子ども・子育て支援金の徴収が、医療保険料への上乗せという形で始まった。1カ月あたりの追加徴収額は被用者保険加入者平均で数百円だが、これまでも個人・企業の社会保険料負担は累次にわたり引き上げられてきた。社会保険料の増加は現役世代の手取り収入に影響するだけではない。日本の潜在成長率の低下要因にもなっている。
国、地方自治体等を合わせた政府全体の歳入構造変化を見ると、2000年以降の2回の消費税率引き上げにより、消費税収は国内総生産(GDP)比で2ポイント近く上昇した。所得税、法人税の税収もあわせて2ポイント高まったが、個人・企業の社会保障負担の増加は4.3ポイントと最も大きい。
先般公表された経済協力開発機構(OECD)の対日経済審査報告書は、日本の消費税率が主要国に比べて低いことを指摘した上で、18%まで1%ずつ段階的に引き上げることを提案した。
18%を「高い」と感じる人は多いだろう。しかし、政府債務残高が今よりずっと低かった01年の「経済財政白書」は、長期的な財政均衡を達成するためには、消費税率23%に相当する負担が必要だという数字を示していた。多くの研究も、高齢化が進む中で日本の財政を持続可能にするためには、消費税率を20%程度ないしそれ以上にする必要があるとしている。

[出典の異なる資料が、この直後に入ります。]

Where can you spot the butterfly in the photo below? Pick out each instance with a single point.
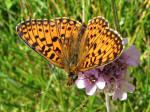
(71, 45)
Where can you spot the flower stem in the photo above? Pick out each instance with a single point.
(83, 11)
(114, 9)
(107, 98)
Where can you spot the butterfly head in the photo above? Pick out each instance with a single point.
(72, 78)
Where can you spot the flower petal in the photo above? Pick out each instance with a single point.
(124, 96)
(132, 56)
(80, 83)
(90, 90)
(101, 83)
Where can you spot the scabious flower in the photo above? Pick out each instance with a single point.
(112, 78)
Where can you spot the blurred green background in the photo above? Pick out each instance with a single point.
(29, 83)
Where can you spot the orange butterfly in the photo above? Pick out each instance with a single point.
(71, 45)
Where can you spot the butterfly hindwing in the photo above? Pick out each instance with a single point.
(104, 47)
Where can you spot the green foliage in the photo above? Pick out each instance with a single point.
(29, 83)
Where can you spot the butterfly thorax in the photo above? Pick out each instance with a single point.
(74, 56)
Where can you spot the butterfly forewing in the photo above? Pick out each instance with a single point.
(49, 37)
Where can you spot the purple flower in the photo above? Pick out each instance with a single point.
(112, 78)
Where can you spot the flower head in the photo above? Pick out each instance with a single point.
(112, 78)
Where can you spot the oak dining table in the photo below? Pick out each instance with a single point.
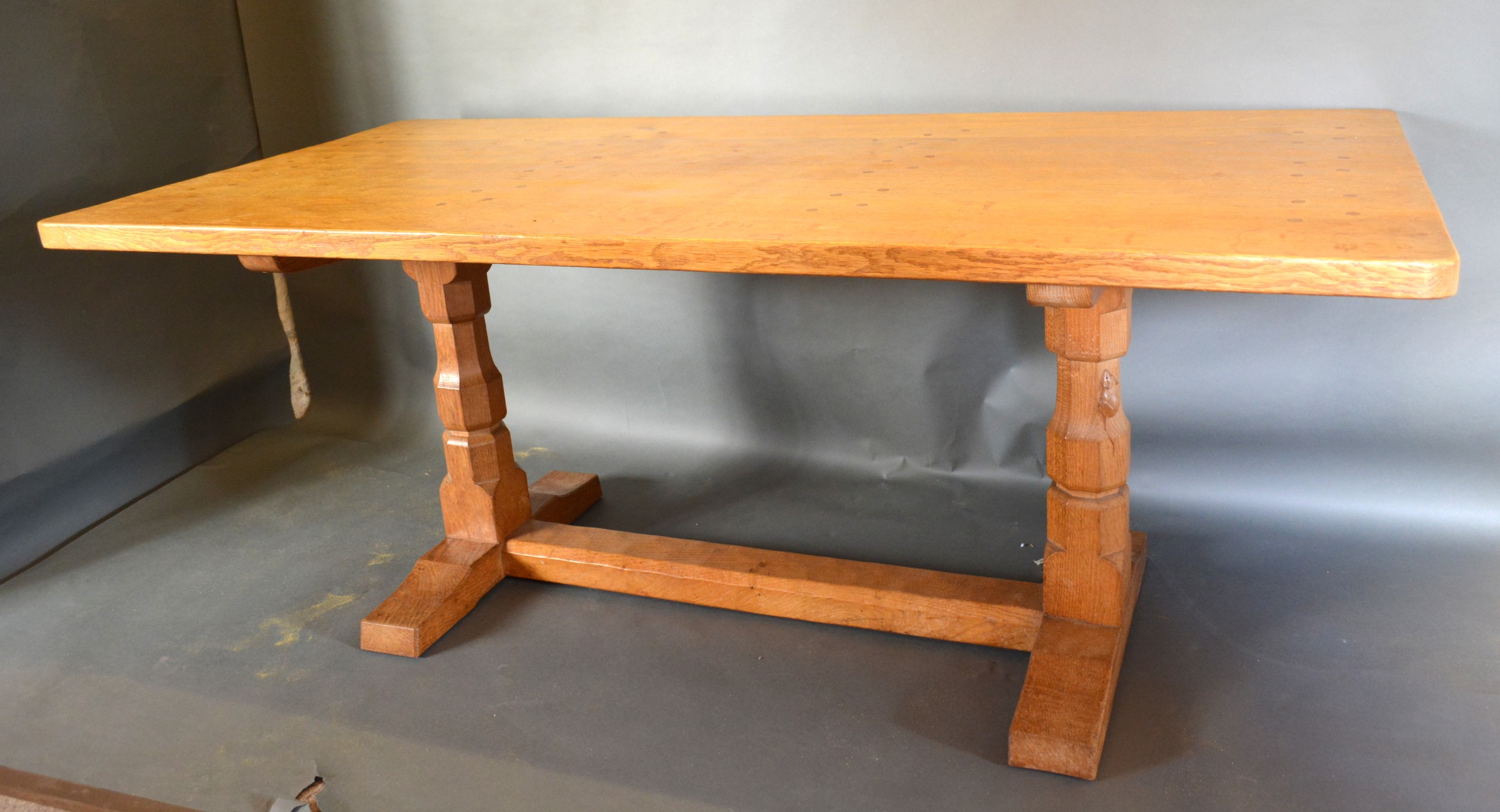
(1081, 207)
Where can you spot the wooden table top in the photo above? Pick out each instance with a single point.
(1321, 202)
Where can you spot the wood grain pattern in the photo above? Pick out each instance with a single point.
(484, 494)
(1093, 569)
(562, 497)
(1069, 694)
(967, 609)
(451, 579)
(1264, 202)
(34, 793)
(1087, 567)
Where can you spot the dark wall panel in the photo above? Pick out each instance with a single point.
(110, 351)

いかなる形であれ、負担の増加は経済成長率を押し下げる方向に働くが、消費税はその影響が相対的に小さい。消費税は所得税や法人税に比べ、労働供給や投資を抑制する効果が限定的で、経済成長へのマイナスの影響が小さい税目だ。これは専門家の間ではほぼコンセンサスであり、OECDの報告書も同様の指摘をしている。
高齢化に伴って増加を続ける社会保障支出を賄い、さらに少子化対策も拡充しようとすれば、恒久的な財源が必要となる。何らかの形での負担増は避けられない。
潜在成長率の一層の低下を避ける観点から望ましいのは、消費税を中心とした負担増だろう。しかし、消費税率引き上げに対する国民の忌避感は強い。近年は国政選挙のたびに、多くの政党が消費税率の引き下げや撤廃を主張し、消費税率引き上げを極力回避しようとしている。
その結果、政治的抵抗が相対的に小さい社会保障負担の増加が続くこととなった。社会保険料は税金ではないが、労働供給や投資にネガティブな影響を持つ。この点で、経済成長への影響は所得税や法人税に近い。
消費税の負担は消費支出に比例的で、高所得者や高額資産保有者ほど多くなる。だが、所得再分配機能は持っておらず、たばこ税ほどではないにしても逆進性が指摘されている。消費税を負担増の中心に据えるなら、格差拡大を抑えるため、低所得者をターゲットにした別の政策と組み合わせる必要がある。
社会保障と税の一体改革で本来検討すべきは、消費税負担の歳入シェア拡大と給付付き税額控除の組み合わせだろう。これが経済成長と所得再分配を両立させる合理的なポリシーミックスである。